社会の中で表現活動して、僕はこう思うんだけど、皆はどう思う?ってそんなかんじで相手がいるから曲を書こうと思うし、ライブパフォーマンスもする。
そうすると自覚しなくちゃいけないのは、僕がボヘミアン的な自由って言っても、じゃぁ一般の四十何歳の男性が普段しているように、シチズン・市民としての責任や役割はどういう風にしてるんですか?と問われてくるだろう。
どうやら僕は今までそうした事柄をなるべく見せないように見せないようにしてきた。
何故ならば僕の提供している作品はある種のファンタジーだからだよ。
ファンタジー村から覗いた現実の観察を歌にしてるだけだって。
どこかで自分でそう思い込んでる。
でも昨今の例えば僕がライブパフォーマンスをして、そこに観客がいる。
彼等はもう三十代前半、十分に人生のさまざまな経験を通過してきてる彼等を、十代の時と二十代の時は僕は、自分とファンという関係でしか物を見られなかった。
今は友人か兄弟かそんなかんじで彼等を見る時がある。
僕と同じように彼等も人生の中で経験を積んできてる、人生に対するアドヴァンスっていうユーザーだったらば、話す内容、話しかけ方も十代の頃と違って僕はいいと思ってる。
この世界に生きてくことは、もちろんユーモアのセンスを携えたファンタジーっていうものも大事だけれども、もう少しマジな話をしようか?って、そう言えるような気がしないでもない。
ビートルズはマジな話をする前にバンドが解散してしまった。
でもその後レノンがソロになって、マジな話をし出した。
そこで評価されている良い楽曲というものもある。
マッカートニーにしても、ジョージ・ハリスンにしてもそう。
ソングライターは経験を積むと、良いことか悪いことかわからないけれどもキャリアの初期では世間知らずだった為にもの凄く上手なファンタジーを書ける。
経験不足の為にね。
でも人生のキャリアを積んだソングライターは、今さらファンタジー書いてもしょうがないという気持ちがどっかに働く。
そうするとマジな視点をそこに入れていくことになる。
途端に表現が難しくなる。
そしてファンタジーを求めるリスナーはそこから離れていく。
そのソングライターが言おうとしている意味がキャッチ出来ずに。
そしてソングライターはそんな事をよーく知ってる。
賢いライターであれば、ディランのように。ソングライターはその仕組みについてよく知っている。
だから手を変え品を変え、時にはファンタジー時にはリアルということを使い分ける。
それを人々は老練なとか言うかもしれないけれど、一人のソングライターがこの世界で生き残っていくことは、もの凄く大変。

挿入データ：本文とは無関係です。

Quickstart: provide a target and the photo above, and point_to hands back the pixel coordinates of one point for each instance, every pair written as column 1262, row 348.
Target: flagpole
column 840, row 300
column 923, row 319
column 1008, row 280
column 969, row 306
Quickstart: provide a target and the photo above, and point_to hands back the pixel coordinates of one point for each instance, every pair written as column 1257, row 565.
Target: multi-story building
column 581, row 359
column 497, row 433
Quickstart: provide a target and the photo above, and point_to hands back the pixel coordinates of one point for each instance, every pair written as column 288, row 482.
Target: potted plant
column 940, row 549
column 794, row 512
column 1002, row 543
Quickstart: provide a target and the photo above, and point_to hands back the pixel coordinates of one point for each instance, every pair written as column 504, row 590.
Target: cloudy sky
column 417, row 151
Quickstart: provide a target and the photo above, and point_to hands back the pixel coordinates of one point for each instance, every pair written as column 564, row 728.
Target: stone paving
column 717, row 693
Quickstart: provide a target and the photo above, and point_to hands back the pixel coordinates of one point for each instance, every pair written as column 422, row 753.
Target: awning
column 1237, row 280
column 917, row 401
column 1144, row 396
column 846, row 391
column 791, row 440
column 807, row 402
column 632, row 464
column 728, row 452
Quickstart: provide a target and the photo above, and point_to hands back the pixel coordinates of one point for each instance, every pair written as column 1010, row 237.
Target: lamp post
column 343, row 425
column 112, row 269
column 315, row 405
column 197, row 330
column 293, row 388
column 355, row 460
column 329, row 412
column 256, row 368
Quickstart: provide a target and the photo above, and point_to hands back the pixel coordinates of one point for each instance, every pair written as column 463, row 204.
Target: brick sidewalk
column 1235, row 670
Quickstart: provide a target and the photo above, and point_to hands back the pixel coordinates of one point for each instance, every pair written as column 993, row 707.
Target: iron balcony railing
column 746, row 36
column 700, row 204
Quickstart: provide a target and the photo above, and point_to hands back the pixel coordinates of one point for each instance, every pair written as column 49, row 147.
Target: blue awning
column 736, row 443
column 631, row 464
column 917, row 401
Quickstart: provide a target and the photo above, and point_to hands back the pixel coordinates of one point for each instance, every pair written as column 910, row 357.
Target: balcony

他の人達が一生懸命人生をやりくりするのと同じくらいタフだ。
だからそこにいろいろな工夫があっても、僕はいいと思う。
でもフッと思うのは、それほどたいした経験もないあの頃が愛しく思うことがある。
そこで紡いだ「ガラスのジェネレーション」や「ハートビート」。
あまり僕は自分の昔の曲を聴いたりはしないけども、20周年アニバーサリーの時聴いたら、いいかんじなんだ。
今書けっていっても書けない。
でもこればっかりは懐かしがっていてもしょうがない。
だから僕が決めたのは、20周年アニバーサリー以降僕がとる道は偽ることなしに、今の自分の目に見えるものを正直に歌っていこうということ。
それが十代の心に届くか、多くの人達の耳に届くか、それがオリコンチャートの上にノミネートされるかどうか、そこまでは面倒見切れない。
ま、面倒見てくれる人がいたらいいけどさ。いるんじゃないか?
ビジネスマンだとか面倒みてくれたらもちろん頼むよって言うけど。
でも僕は自分の仕事でどうしても精一杯、表現していく事でどうしても精一杯。
自由でいるっていうのは、意外とタフでないと。